Et si l'on crut un temps que les patronages revus en mode brindille, les égéries nineties et les boots affichées à plus de 1000 euros tiendraient également à distance la clientèle haut de gamme, c'était sans compter sur la capacité d'Hedi Slimane à créer un univers hypnotisant, pile dans l'air du temps et au caractère hautement addictif.
Car oui, Hedi Slimane fait vendre : aussi critiquée fut sa collection automne/hiver 2013/2014, celle-ci ne s'en pas moins extrêmement bien vendue, bon nombre de pièces affichant un prix à 4 chiffres s'étant rapidement retrouvées en rupture de stock (voir ici et là). Sans parler de son formidable impact sur le monde de la mode. Considéré par beaucoup comme le "nouveau pape du grunge", Hedi Slimane influence en effet la rue comme peu de créateurs l'ont fait récemment.

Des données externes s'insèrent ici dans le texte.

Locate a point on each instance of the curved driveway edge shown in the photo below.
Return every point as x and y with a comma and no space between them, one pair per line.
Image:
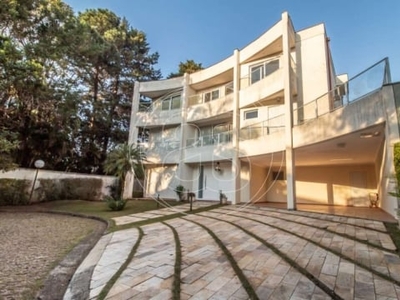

En occupant l'espace médiatique via une attitude mégalo-iconoclaste, en imposant une fille Saint Laurent en totale osmose avec les belles grungy de son "Diary" et en n'autorisant aucune contestation de sa légitimité, Hedi Slimane se pose par ailleurs en capitaine capable de définir un cap et d'affronter vents et marées pour affirmer sa vision. Selon Serge Carreira, spécialiste du luxe et professeur à Sciences Po, le créateur s'est ainsi imposé en tant que "chef d'orchestre de la marque, définissant une attitude, un univers et agissant sur plusieurs niveaux".
Reste à savoir si la stratégie d'Hedi Slimane s'avèrera pérenne sur le long terme. Il lui faudra pour cela réussir à faire évoluer son style, mais aussi miser davantage sur une qualité irréprochable que sur des effets de manche marketing tentant de faire artificiellement monter en gamme la griffe (on pense notamment aux boots à 5695 euros). Car, comme le remarque Serge Carreira, "il faut être extrêmement vigilant à cette problématique des prix : il ne suffit pas d'avoir des prix très élevés pour dire que l'on est luxe".